Tess Stynes for MarketWatch:

Avid Technology Inc. agreed to sell its consumer audio and video product lines and plans further streamlining efforts as the company aims to concentrate on its media enterprise and professional customers.

I fear that this marks the beginning of the end for the company that pioneered digital nonlinear editing and dominated that market throughout the 90s.  With the rise of Final Cut Pro (and, to some degree, Premiere) in the past decade, Avid was slow to react and clung to the still-profitable but dying business model of selling expensive turnkey systems with proprietary hardware.  They finally relented and opened up their software to third party hardware in the last year, but it is too little, too late.

Most telling is this:

Avid in April reported that its first-quarter loss widened amid a revenue decline primarily attributed to weakness in the “creative enthusiast” portion of its business.

I’m not exactly sure what they mean by “creative enthusiast,” but in this context I’m pretty sure it equates to “people who aren’t willing to pay five or six figures for our products.”  That’s basically everyone.  That market was washed away around 2003.

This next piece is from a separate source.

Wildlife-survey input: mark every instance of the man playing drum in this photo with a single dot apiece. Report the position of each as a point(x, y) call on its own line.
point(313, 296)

If you look at Avid’s stock performance over the past few years you’ll see that they reached a 52 week high in June 2011, the month that FCP X hit the market.  Avid pounced on the opportunity (rightfully so) and managed to boost sales among professionals who panicked over what Apple had done to their flagship editing product.  Since then, however, sales and their stock price have been in steady decline.  Say what you will about Final Cut Pro X, but it remains the second highest grossing product in the Mac App Store, and it is undoubtedly eating Avid’s lunch at the low and mid-range of the market.